Is your business profitable? If you’re pointing enthusiastically to the balance in your bank account, and nodding your head "Yes," you may be in for a big surprise. The fact of the matter is that cash in your account doesn’t necessarily translate into profit in your pocket. Why? Because the money you have on hand today doesn’t always reflect the payments coming due tomorrow.
Two Sides to Every Story
Like many things in life, there are two sides to every story when it comes to bookkeeping for your small business. There’s the side where cash flows into your account as income and the side where it flows back out again as expenses. Your profit is simply the difference between the two.
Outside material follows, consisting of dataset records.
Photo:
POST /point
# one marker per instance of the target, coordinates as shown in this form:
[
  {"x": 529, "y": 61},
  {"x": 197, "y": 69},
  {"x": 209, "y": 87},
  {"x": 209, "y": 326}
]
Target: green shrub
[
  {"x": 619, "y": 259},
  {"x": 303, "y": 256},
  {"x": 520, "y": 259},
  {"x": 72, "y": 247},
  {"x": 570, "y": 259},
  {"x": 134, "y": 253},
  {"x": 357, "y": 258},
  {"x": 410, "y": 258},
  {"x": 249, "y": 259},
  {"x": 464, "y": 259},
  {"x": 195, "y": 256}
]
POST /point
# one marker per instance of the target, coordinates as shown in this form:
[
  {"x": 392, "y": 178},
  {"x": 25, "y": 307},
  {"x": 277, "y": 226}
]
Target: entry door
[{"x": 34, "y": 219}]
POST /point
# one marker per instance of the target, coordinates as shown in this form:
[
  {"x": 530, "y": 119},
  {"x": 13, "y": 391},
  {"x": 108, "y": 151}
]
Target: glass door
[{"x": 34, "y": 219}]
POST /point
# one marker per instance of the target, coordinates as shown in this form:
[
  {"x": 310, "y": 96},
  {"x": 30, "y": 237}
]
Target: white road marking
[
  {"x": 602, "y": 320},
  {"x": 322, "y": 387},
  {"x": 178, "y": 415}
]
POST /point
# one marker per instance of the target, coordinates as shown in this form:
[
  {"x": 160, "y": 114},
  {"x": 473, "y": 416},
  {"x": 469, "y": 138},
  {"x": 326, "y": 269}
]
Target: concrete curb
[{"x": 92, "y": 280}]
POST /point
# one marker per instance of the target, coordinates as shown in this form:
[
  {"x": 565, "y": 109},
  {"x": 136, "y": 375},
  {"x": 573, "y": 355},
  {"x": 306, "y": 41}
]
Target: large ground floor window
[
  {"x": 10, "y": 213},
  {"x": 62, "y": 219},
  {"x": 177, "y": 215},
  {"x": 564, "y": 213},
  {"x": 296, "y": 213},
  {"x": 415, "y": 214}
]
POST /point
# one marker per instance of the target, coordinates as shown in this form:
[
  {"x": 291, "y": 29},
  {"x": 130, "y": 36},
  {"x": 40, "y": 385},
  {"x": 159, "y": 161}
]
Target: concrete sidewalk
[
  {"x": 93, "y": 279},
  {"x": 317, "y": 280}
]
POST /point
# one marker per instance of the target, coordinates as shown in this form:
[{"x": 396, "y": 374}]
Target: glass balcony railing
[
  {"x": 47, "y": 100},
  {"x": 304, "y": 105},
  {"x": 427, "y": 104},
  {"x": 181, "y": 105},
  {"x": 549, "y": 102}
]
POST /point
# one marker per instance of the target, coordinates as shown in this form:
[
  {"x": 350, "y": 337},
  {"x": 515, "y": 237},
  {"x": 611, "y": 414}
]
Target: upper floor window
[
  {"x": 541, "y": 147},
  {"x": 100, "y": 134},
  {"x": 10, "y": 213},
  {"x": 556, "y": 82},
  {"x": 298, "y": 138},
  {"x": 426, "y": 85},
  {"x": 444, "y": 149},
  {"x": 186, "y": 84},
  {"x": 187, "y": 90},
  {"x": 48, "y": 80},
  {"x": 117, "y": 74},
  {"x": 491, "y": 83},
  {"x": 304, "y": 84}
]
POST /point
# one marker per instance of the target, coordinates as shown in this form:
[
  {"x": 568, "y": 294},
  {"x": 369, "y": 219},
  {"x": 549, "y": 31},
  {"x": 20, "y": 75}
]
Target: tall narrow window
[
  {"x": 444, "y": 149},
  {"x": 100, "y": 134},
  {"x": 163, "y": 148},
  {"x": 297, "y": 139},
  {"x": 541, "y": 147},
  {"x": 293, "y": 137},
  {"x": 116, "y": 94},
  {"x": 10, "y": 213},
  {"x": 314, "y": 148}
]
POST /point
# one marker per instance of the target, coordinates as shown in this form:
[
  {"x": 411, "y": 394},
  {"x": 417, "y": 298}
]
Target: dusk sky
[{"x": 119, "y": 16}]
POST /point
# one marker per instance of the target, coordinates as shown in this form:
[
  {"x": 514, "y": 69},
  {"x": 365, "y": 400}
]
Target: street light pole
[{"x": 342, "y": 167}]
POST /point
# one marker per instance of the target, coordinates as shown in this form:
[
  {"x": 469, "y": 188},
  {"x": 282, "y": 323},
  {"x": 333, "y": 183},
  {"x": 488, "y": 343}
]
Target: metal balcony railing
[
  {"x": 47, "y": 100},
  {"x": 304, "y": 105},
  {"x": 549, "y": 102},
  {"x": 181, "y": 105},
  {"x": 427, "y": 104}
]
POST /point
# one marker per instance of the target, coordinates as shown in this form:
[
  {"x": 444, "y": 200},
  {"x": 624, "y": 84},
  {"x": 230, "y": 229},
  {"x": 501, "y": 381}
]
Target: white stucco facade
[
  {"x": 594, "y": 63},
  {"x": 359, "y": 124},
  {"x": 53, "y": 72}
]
But because these two chapters of the cash flow story don’t always coincide, it can lead you to believe you’re earning a profit on the sale of your product or service, when in fact you may not be. Just as we use credit cards in our everyday lives to delay paying for certain personal expenses, many of the costs associated with running your small business get deferred in the same way.
The bottom line is that, without a proper bookkeeping system in place, you can’t possibly answer the question that’s on every business owner’s mind: Exactly how much money am I making?
It’s All about Timing
In the world of personal finance, if I use my credit card to purchase a big-screen TV for $500 on Monday, and then receive a paycheck for $2000 the following Friday, I can’t really say that the entire $2000 now sitting in my bank account belongs to me. The truth is that only $1500 of this amount is mine and $500 belongs to the store from which I just purchased my television. In other words, the cash in my bank account doesn’t truly represent the profit I earned from working all month until all of my bills for the same period of time have been paid. The same holds true for your business.
This is especially important to recognize if your business is part of an industry that receives payment from clients immediately upon delivering its goods or services. If you run a restaurant, for example, your customers are given a meal and then they pay for it right away. Restaurants don’t generally operate with an accounts receivable system whereby they feed their customers today, then bill them so they can collect payment for the meal next month. This means that, as a restaurant owner, you’re likely depositing money into your bank account every day. If your restaurant is very popular, this could lead you to believe that your business is booming and generating a huge profit.
But what about the other side of the cash flow story? How much do you still owe your suppliers for the food you’ve served, the utility company for the electricity powering your lights and appliances, the staff for making it all happen, and the insurance company for that big annual premium that’s due next week? Remember that the money flowing into your bank account is not all profit, and if it’s the only number you ever look at, you could be fooling yourself into thinking your business is yielding a certain level of income when it’s not.
Finding Your Profit
Proper bookkeeping that consistently tracks your business income and costs will help you avoid confusing the money in your bank account with profit. In fact, the very nature of bookkeeping ensures that one side of your business story will always be balanced effectively against the other side. Customer receipts and cash in the bank, for example, will always be measured off against current and pending expenses, such as payroll and taxes. The difference between the two sides is where your profit lives.
It’s only by recording and evaluating these fluctuating amounts each month that you’ll know for sure how much your business is really earning. Monitoring the financial performance of your business on a regular basis is vital. If you simply don’t have the time or the knowledge necessary to correctly measure that performance for yourself, do yourself a favor and hire someone who has both.